Under this strategy, members of Congress insert into appropriations bills funding for a project that has not been submitted to a review or merit test through normal channels for funding scientific research. University lobbyists promise that targeting funding to applied research projects will create jobs in a lawmaker’s district.

“Earmarking has increased 70-fold since 1980,” says Rick Borchelt, spokesman of the House Committee on Science, Space, and Technology. “It involves authorizing in appropriations language, which is against House rules.”

Key to understanding this shift to earmarking is the move to abandon merit-based federal support for infrastructure and facilities, says John Burness, senior vice president of Duke University in Durham, N.C., who previously worked closely with Cornell University’s industrial liaison program. “Between 1968 and 1988 the federal government dropped the amount of money spent for facilities construction by 95%. Pork-barrel ‘science’ is a phenomenon of this switch.”

This trend is of special concern to large research universities.
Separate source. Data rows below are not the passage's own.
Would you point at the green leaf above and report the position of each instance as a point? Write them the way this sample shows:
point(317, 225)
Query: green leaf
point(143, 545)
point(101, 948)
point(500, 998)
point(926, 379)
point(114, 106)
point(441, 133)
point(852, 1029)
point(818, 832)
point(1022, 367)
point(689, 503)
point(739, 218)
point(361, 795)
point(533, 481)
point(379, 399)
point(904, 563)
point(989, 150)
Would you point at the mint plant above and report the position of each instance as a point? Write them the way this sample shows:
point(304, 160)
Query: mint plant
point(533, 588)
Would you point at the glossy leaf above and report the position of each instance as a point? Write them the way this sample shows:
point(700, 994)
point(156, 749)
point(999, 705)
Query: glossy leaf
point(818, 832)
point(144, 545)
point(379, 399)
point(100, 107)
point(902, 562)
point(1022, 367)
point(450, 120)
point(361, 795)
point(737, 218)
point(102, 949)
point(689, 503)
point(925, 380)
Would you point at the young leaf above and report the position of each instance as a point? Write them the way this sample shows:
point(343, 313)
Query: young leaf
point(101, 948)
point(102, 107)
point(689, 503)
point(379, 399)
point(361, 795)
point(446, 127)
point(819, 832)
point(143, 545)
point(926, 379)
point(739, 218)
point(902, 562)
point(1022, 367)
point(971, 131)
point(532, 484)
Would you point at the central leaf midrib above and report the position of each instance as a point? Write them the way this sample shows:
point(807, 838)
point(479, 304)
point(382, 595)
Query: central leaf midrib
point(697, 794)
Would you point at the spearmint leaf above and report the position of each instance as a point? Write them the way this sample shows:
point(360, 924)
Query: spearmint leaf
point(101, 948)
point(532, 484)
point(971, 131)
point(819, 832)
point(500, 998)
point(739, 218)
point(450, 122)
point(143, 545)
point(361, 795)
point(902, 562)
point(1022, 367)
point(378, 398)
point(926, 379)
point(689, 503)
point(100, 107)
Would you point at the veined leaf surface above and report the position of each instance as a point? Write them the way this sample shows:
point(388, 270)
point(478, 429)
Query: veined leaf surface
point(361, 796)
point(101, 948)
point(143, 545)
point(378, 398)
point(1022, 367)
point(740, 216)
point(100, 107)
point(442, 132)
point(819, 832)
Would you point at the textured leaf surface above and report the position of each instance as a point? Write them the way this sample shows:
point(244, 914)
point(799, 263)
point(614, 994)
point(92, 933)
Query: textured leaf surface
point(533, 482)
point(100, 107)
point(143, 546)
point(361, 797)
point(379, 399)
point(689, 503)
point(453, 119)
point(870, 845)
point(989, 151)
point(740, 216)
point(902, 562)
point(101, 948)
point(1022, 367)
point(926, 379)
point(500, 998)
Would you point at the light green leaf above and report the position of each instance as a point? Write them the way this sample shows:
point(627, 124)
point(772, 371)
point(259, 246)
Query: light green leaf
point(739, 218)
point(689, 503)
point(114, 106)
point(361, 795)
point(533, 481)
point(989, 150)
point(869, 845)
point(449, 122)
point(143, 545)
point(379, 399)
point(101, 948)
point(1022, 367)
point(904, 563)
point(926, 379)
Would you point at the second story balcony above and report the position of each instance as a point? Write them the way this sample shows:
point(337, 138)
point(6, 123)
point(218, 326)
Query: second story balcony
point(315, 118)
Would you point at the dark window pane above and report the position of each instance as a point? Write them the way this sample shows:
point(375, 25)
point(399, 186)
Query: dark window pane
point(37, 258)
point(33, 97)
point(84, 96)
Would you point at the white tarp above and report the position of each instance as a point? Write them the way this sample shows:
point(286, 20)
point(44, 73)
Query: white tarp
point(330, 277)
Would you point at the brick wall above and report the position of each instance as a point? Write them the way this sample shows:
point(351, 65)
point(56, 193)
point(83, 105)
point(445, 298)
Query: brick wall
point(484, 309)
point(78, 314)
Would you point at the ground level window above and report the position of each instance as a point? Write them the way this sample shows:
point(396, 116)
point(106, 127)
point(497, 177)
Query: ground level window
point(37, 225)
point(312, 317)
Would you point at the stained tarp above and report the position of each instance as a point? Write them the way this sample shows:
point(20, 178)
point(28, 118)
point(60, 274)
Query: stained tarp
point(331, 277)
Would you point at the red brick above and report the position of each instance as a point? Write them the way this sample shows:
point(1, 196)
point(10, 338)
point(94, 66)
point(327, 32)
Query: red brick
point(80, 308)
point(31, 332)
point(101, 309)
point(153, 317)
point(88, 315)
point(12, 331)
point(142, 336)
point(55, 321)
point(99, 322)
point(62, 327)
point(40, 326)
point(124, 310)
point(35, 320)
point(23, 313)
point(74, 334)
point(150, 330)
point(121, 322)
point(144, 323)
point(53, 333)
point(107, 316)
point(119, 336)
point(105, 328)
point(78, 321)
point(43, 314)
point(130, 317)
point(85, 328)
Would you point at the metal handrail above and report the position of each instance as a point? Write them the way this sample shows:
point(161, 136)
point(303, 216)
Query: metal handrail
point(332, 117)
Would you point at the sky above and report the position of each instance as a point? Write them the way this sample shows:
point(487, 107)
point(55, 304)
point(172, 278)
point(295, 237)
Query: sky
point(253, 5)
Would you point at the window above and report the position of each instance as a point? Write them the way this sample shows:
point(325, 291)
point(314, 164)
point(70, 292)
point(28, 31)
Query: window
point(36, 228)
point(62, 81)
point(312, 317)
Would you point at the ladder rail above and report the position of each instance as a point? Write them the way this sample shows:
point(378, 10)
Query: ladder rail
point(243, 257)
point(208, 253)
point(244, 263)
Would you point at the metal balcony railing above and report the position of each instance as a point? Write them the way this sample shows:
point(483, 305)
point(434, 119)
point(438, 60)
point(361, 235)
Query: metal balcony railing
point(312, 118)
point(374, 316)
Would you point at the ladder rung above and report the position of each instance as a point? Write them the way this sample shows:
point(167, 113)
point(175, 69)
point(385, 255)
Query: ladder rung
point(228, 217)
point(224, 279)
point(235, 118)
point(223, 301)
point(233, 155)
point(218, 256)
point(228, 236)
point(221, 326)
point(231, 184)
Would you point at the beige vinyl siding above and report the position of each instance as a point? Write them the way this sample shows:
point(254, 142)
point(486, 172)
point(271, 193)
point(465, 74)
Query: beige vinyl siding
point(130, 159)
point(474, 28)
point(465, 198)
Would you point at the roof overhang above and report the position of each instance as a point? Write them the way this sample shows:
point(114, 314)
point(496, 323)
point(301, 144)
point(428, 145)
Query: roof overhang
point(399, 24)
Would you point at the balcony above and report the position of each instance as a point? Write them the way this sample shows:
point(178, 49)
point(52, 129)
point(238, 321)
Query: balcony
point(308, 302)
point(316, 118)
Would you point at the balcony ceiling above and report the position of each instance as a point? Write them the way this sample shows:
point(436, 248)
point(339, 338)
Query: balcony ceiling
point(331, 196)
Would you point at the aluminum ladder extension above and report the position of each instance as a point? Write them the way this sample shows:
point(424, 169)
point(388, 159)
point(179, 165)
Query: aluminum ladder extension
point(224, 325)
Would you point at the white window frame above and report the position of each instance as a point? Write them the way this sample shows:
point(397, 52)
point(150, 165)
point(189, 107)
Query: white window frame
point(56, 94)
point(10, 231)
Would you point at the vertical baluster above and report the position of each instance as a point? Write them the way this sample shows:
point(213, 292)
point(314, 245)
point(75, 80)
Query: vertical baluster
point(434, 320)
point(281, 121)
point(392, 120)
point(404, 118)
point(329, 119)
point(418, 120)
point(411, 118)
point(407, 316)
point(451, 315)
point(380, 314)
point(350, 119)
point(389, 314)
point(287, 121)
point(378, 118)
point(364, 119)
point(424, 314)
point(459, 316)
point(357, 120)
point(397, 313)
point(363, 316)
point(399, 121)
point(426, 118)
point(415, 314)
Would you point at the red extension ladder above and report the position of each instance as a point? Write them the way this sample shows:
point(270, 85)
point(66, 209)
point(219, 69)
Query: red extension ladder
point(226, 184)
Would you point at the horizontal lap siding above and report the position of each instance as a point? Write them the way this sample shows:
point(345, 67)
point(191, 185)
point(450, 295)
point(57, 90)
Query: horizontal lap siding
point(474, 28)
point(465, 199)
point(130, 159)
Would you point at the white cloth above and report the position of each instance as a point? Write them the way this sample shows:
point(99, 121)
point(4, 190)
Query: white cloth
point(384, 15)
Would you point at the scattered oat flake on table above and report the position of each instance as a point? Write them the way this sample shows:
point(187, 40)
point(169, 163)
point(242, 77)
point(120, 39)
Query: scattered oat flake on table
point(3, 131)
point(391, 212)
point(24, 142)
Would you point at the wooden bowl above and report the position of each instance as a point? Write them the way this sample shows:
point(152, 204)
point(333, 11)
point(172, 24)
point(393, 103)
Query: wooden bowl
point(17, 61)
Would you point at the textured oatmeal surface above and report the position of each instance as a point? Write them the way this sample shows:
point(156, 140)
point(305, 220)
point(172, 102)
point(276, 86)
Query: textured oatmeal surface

In his annual report, MIT’s Vest called for “full federal support for the full cost of programs” and for “merit as the prime determinant of grants, contracts, and facility funding.”

“Surely the wisest policy for the country cannot be random selection for awards, based on the location of colleges and universities in particular congressional districts. . . . It is not in the interest of the country to cut off the tops of its mountains to fill in the valleys.”